The Chronic Pain Coping Inventory (CPCI) is a frequently used measure that assesses 8 categories of coping strategies that patients might use to cope with chronic pain. Despite its good psychometric properties and widespread use, the instrument has not been tested for its applicability and validity in non-Western populations, such as among Chinese. This study evaluated the reliability and validity of a Chinese translation of the 42-item CPCI (ChCPCI-42) in a sample of Chinese patients with chronic pain (n = 208). In addition to the ChCPCI-42, the patients were administered the Chronic Pain Grade (CPG) questionnaire, the Pain Catastrophizing Scale (PCS), the Centre for Epidemiological Studies-Depression Scale (CES-D), and questions assessing sociodemographic characteristics. Results of confirmatory factor analyses revealed that of the ChCPCI-42 8 scales, 6 demonstrated acceptable-to-good data-model fit (CFI >or= 0.90) and 2 demonstrated medium fit (CFI >or= 0.85). The 8 scales demonstrated adequate to good internal consistency (Cronbach alpha, 0.69 to 0.79) and correlated with CES-D, PCS, pain intensity, and disability in expected directions. Results of hierarchical multiple regression analyses showed that the ChCPCI-42 scales predicted concurrent depression (F (8,177) = 3.07, P < .01) and pain disability (F (1, 179) = 4.35, P < .001) scores, the Task Persistence scale being the strongest unique predictor among the 8 scales.
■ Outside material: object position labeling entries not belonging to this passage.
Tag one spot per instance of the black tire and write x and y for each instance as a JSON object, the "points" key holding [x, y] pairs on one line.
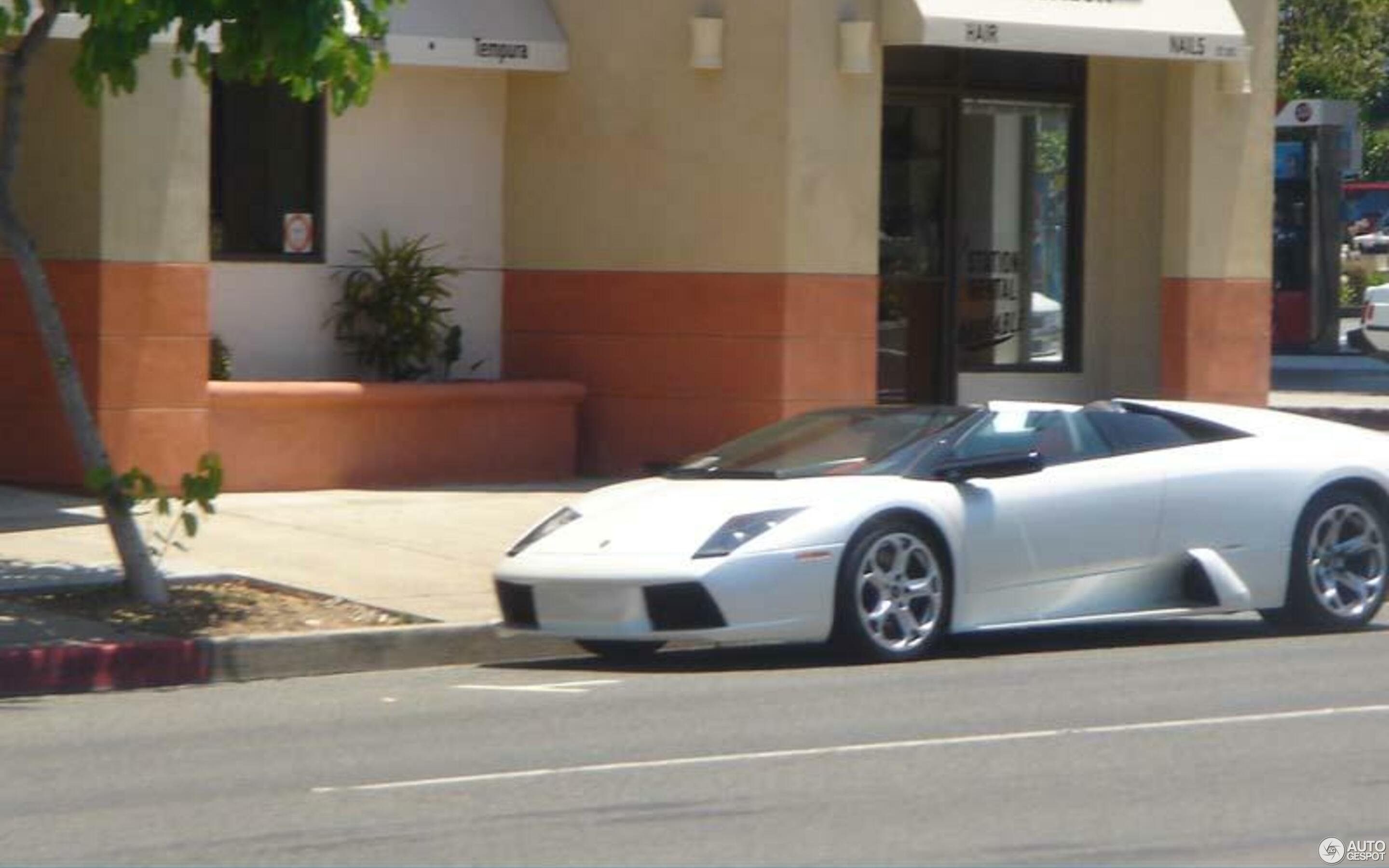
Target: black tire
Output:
{"points": [[913, 595], [620, 651], [1314, 600]]}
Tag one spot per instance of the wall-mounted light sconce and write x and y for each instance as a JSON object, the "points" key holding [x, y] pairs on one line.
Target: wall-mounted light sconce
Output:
{"points": [[856, 48], [1237, 77], [708, 42]]}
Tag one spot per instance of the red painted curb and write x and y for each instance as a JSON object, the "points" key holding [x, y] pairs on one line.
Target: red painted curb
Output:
{"points": [[106, 665]]}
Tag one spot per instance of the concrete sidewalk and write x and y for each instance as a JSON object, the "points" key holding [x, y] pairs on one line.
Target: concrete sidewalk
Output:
{"points": [[428, 552]]}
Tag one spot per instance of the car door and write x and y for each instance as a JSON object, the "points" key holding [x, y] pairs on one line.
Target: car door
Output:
{"points": [[1091, 510]]}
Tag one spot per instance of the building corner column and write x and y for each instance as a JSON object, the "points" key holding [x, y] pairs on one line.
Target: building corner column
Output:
{"points": [[1217, 259]]}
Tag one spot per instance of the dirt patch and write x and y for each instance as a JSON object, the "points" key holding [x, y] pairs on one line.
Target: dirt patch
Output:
{"points": [[218, 609]]}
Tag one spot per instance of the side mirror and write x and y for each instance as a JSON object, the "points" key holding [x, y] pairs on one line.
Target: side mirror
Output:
{"points": [[996, 466]]}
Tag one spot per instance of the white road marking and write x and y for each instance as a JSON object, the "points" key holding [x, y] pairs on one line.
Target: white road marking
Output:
{"points": [[564, 687], [853, 749]]}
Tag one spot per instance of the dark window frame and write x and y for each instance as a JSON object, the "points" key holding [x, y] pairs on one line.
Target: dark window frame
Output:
{"points": [[318, 179]]}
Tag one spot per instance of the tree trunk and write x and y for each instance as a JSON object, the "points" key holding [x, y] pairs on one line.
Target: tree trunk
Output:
{"points": [[142, 577]]}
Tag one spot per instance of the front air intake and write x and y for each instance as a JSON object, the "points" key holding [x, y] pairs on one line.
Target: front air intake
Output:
{"points": [[517, 605], [685, 606]]}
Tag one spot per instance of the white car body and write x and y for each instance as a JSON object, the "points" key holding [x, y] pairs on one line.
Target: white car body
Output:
{"points": [[1373, 242], [1088, 541], [1374, 318]]}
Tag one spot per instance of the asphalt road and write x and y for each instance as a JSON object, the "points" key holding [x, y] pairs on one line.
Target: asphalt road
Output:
{"points": [[1200, 742]]}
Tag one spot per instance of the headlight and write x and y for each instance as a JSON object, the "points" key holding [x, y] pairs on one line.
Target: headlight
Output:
{"points": [[741, 529], [544, 529]]}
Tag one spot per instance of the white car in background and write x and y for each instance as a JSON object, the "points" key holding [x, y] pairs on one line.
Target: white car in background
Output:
{"points": [[885, 528], [1375, 241], [1373, 337]]}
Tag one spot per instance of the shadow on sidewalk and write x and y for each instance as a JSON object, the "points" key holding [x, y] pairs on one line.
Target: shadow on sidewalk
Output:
{"points": [[34, 510]]}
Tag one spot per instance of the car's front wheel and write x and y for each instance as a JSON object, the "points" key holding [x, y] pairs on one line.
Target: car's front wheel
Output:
{"points": [[1339, 564], [892, 600]]}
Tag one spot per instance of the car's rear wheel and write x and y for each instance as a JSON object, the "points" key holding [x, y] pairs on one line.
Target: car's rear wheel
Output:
{"points": [[892, 600], [620, 651], [1339, 564]]}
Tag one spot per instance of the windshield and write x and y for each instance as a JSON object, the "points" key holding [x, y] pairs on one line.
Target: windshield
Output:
{"points": [[828, 442]]}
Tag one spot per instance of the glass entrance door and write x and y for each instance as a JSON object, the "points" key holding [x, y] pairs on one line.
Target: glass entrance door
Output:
{"points": [[914, 303], [977, 242], [1012, 234]]}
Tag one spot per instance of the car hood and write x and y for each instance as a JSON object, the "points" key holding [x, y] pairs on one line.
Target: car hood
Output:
{"points": [[678, 515]]}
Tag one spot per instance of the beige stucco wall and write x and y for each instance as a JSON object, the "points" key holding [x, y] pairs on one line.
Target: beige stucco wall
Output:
{"points": [[57, 185], [1219, 163], [834, 146], [155, 152], [634, 160], [422, 157]]}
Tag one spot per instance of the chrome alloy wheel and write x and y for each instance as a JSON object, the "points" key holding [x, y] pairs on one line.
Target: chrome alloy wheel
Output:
{"points": [[1348, 560], [899, 592]]}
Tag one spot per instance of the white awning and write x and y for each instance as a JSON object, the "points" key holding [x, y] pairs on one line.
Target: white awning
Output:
{"points": [[477, 34], [474, 34], [1173, 29]]}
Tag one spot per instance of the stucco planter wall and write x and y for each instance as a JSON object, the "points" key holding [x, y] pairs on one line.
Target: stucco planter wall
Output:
{"points": [[318, 435]]}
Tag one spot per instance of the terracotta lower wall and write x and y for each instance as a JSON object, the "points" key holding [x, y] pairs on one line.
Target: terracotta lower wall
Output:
{"points": [[139, 341], [324, 435], [676, 363], [1217, 339]]}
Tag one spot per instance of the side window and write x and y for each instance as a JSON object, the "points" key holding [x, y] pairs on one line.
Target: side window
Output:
{"points": [[1060, 436], [1135, 433], [267, 160]]}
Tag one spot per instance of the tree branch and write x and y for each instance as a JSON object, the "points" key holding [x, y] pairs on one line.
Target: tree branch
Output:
{"points": [[16, 87]]}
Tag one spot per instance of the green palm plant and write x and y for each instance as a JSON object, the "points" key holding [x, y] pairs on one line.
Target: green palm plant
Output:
{"points": [[392, 306]]}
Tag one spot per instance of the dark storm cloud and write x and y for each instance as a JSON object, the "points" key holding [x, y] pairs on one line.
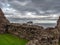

The findings support the factorial validity and reliability of a 42-item CPCI that can be used among Chinese patients with chronic pain. PERSPECTIVE: The report outlines the first validation of the CPCI for use in Hong Kong Chinese. This makes available a suitable instrument for chronic pain research in the Southern Chinese population and will help to elucidate similarities and differences in pain coping between Chinese and other ethnic groups.